Quanto ao pedido de indemnização, não tendo o autor logrado a alteração da decisão da matéria de facto a tal respeito – o autor não provou a ocorrência dos alegados danos morais – mantém-se, nesta parte, o juízo de improcedência formulado na primeira instância.

A apelação é de proceder parcialmente.

IV – DECISÃO

 Pelo exposto, acordam os juízes deste tribunal da Relação em julgar a apelação parcialmente procedente, revogando-se a decisão recorrida, e condenando os réus a restituírem ao autor a quantia de 15.000,00 €.

Custas na ação e na apelação, a suportar por Autor e réus, na proporção do vencimento.         

Coimbra, 10 de fevereiro de 2015

Maria João Areias ( Relatora )

Fernando Monteiro

Inês Moura

V – Sumário elaborado nos termos do art. 663º, nº7 do CPC.

1. As dificuldades de prova respeitantes a factos difíceis de demonstrar, como o são as intenções, podem ser ultrapassadas mediante a atenuação do grau de prova exigível ao onerado para que determinado facto seja dado como provado, recorrendo-se a factos indiciários, para deles se presumir o facto a provar.

2. Sendo a prestação e a contraprestação de valor sensivelmente equivalente, não podemos falar em doação, mas num contrato inominado atípico.
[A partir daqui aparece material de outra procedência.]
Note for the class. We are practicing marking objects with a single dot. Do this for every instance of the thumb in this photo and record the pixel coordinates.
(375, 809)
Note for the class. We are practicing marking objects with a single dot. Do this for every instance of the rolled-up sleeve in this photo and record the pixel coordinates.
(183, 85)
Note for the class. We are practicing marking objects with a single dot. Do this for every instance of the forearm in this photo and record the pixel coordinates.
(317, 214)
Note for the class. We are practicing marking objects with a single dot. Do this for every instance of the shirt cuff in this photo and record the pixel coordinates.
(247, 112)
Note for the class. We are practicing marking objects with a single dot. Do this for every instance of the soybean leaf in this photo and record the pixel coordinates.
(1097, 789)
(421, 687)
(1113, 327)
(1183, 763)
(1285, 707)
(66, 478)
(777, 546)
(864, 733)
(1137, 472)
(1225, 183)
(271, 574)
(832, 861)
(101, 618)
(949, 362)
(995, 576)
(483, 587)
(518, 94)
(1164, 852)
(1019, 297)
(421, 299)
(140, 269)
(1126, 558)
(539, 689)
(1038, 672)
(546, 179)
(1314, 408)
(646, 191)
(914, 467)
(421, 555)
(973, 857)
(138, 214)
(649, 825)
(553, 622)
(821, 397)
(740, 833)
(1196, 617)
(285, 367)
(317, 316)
2. O incumprimento definitivo por uma das partes, dá à outra o direito à resolução do contrato e à restituição do recebido.
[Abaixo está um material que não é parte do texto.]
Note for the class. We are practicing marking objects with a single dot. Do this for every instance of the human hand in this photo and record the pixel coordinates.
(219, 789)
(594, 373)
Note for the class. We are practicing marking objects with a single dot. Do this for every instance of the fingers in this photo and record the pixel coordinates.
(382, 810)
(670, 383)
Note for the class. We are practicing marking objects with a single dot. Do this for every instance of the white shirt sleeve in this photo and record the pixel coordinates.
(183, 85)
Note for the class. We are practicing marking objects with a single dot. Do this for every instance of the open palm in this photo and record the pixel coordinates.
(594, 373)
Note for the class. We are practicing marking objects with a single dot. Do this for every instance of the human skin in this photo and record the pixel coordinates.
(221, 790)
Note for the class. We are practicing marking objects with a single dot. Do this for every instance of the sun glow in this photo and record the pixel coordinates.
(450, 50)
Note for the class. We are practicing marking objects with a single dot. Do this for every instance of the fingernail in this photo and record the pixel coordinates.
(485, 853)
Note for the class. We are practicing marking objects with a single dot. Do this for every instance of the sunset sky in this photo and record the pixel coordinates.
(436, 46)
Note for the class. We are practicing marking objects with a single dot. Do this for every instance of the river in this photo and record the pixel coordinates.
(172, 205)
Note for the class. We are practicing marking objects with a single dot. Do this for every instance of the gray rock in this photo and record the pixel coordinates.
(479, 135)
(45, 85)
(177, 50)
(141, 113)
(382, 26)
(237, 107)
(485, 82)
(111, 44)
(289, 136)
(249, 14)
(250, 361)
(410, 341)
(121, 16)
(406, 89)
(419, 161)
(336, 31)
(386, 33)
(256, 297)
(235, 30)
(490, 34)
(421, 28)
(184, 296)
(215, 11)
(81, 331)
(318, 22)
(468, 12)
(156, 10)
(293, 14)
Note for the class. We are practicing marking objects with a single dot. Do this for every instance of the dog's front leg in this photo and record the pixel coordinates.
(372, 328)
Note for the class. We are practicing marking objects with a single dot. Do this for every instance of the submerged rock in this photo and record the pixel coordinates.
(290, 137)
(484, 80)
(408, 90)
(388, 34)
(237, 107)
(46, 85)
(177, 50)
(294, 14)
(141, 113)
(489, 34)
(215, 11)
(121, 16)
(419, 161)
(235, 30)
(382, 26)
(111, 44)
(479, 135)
[1] Face ao nítido incumprimento da obrigação de sintetizar os fundamentos do recurso, imposta pelo nº1 do artigo 639º do NCPC, quer quanto à impugnação da matéria de facto, perdendo-se em considerações quanto aos motivos pelos quais determinados factos deveriam ter sido dados como provados ou como não provados, quer quanto às divergências na aplicação do direito, chegando a reproduzir o teor das normas legais aplicáveis.
[2] Tratando-se de decisão proferida após a entrada em vigor do novo código, aprovado pela Lei nº 41/2013, de 26 de Junho, em ação instaurada depois de 1 de Janeiro de 2008, aplicar-se-á o regime de recursos constante do novo código, de acordo com o art. 5º, nº1 do citado diploma – cfr., neste sentido, António Abrantes Geraldes, “Recursos no Novo Código de Processo Civil”, Almedina 2013, pág. 16.
[3] Segundo esta testemunha, assistente social que o visitou quando este se encontrava em casa da irmã do réu, o Sr. (…)queixava-se que haveria uma dívida ou um empréstimo, era o Sr. (...) que lhe devia o dinheiro, que lhe teria emprestado ou seria para umas obras.
[4] Quanto aos factos difíceis de demonstrar, como o são as intenções, Elisabeth Fernandes defende a atenuação do grau de prova exigível ao onerado para que determinado facto seja dado como provado: “Os factos indiciários deverão permitir que o juiz, com recurso às máximas da experiência, possa presumir a verificação do facto. O tribunal tem, nestes casos, que estar apto a forma a sua convicção de modo indireto e não como habitualmente de um modo direto, introduzindo, desta forma, um fator corretivo da distribuição das cargas probatórias previa e exclusivamente assentes na função que os factos desempenham nas normas invocadas” – “A Prova difícil ou impossível (A tutela judicial efetiva no dilema entre a previsibilidade e a proporcionalidade) ”, in Estudos em Homenagem ao Prof. Dr. José Lebre de Freitas, Vol. I, Coimbra Editora, págs. 832 e 833.
[5] A situação económica do autor é confirmada não só pelo seu primo (…), como essencialmente pela testemunha (…), assistente social, que afirmou terem-se apercebido que não haveria dinheiro para pagar a mensalidade do lar e que a reforma não chegava.
[6] Cfr., Pires de Lima e Antunes Varela, Código Civil Anotado, II Vol., 3º ed., Coimbra Editora, pág. 257.
[7] Pires de Lima e Antunes Varela, obra citada, pág. 259. No sentido de que a doação é o contrato gratuito típico, se pronuncia ainda Manuel Batista Lopes, “Das Doações”, Almedina, pág. 11.
[8] “Das Doações”, Almedina, págs. 11 e 12.
[9] Neste sentido, Larenz, citado por Vaz Serra, in BMJ Ano 75, “Responsabilidade Patrimonial”, pág. 271, nota 407.
[10] “Direito das Obrigações”, Vol. III Contratos em Especial, 3ª ed., págs. 172 e 173.
[11] Obra citada, anotação ao artigo 965º, pág. 292.
[12] “Responsabilidade Patrimonial”, BMJ nº 75, pág. 269, nota 405.
[13] Artigo citado, nota 407, pág. 272.